Quickstart

After installing Reynir, fire up your Python 3 interpreter:

$ python3

…and try something like the following:

from reynir import Reynir

my_text = "Litla gula hænan fann fræ. Það var hveitifræ."

# Initialize Reynir and submit the text as a parse job
r = Reynir()
job = r.submit(my_text)

# Iterate through sentences and parse each one
for sent in job:
    sent.parse()
    print("Sentence: {0}".format(sent.tidy_text))
    print("Lemmas:   {0}".format(sent.lemmas))
    print("Parse tree:\n{0}\n".format(sent.tree.view))

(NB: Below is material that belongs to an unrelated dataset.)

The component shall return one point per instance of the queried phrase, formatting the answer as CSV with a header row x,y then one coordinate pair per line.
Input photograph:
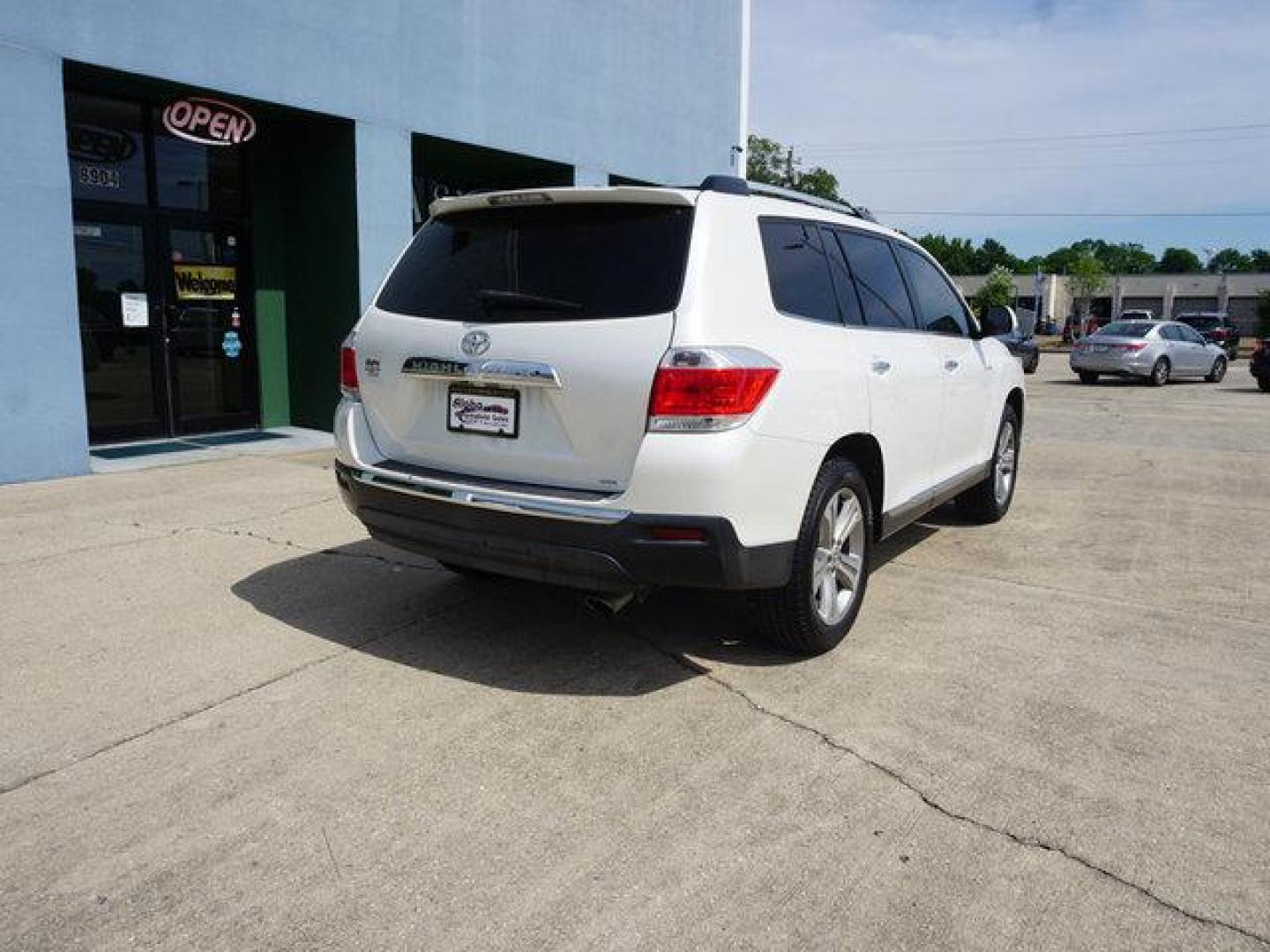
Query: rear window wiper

The output of the program is as follows:

Sentence: Litla gula hænan fann fræ.
Lemmas:   ['lítill', 'gulur', 'hæna', 'finna', 'fræ', '.']
Parse tree:
P
+-S-MAIN
  +-IP
    +-NP-SUBJ
      +-lo_nf_et_kvk: 'Litla'
      +-lo_nf_et_kvk: 'gula'
      +-no_et_nf_kvk: 'hænan'
    +-VP
      +-so_1_þf_et_p3: 'fann'
      +-NP-OBJ
        +-no_et_þf_hk: 'fræ'
+-'.'
Sentence: Það var hveitifræ.
Lemmas:   ['það', 'vera', 'hveitifræ', '.']
Parse tree:
P
+-S-MAIN
  +-IP
    +-NP-SUBJ
      +-pfn_hk_et_nf: 'Það'
    +-VP
      +-so_1_nf_et_p3: 'var'
      +-NP-PRD
        +-no_et_nf_hk: 'hveitifræ'
+-'.'

The code first creates an instance of the Reynir class and assigns it to the r object. The Reynir class is Reynir’s main service interface.

Next, the program submits a piece of text containing two sentences to Reynir, which returns a job object. Each job object encapsulates a stream of sentences that will be, or have been, processed through Reynir’s tokenizer and parser.

A job object is a Python generator, and the for loop iterates through the job’s sentence stream, returning each sentence in turn in the sent object.

The for loop body parses the sentence by calling sent.parse(). This function returns True if the sentence was successfully parsed, i.e. at least one valid parse tree was found for it, or False otherwise.

The sentence object has a number of properties, including sent.tidy_text which returns a normalized form of the tokenized sentence.

If the sentence was successfully parsed, the sent.tree property (of type SimpleTree) contains its best parse tree. This tree can be further queried via properties such as sent.lemmas which returns a list of the word lemmas in the sentence, and sent.tree.view which returns a string with an “ASCII art” representation of the parse tree.

The parse tree contains grammar nonterminals in uppercase, such as P (paragraph), S-MAIN (main sentence), IP (inflected phrase - beygingarliður), NP-SUBJ (noun phrase - subject, frumlag), VP (verb phrase - sagnliður), etc.

Nonterminals are listed and explained in the Nonterminals section.

The tree also shows grammar terminals (leaves, corresponding to tokens) in lowercase, as well as their grammatical variants (features). Examples are pfn_hk_et_nf (personal pronoun, neutral gender, singular, nominative case), and so_1_nf_et_p3 (verb, one argument in nominative case, singular, 3rd person).

Terminals and variants are listed and explained in the Terminals section.

The sentence and tree properties and functions are further detailed and described in the Reference section.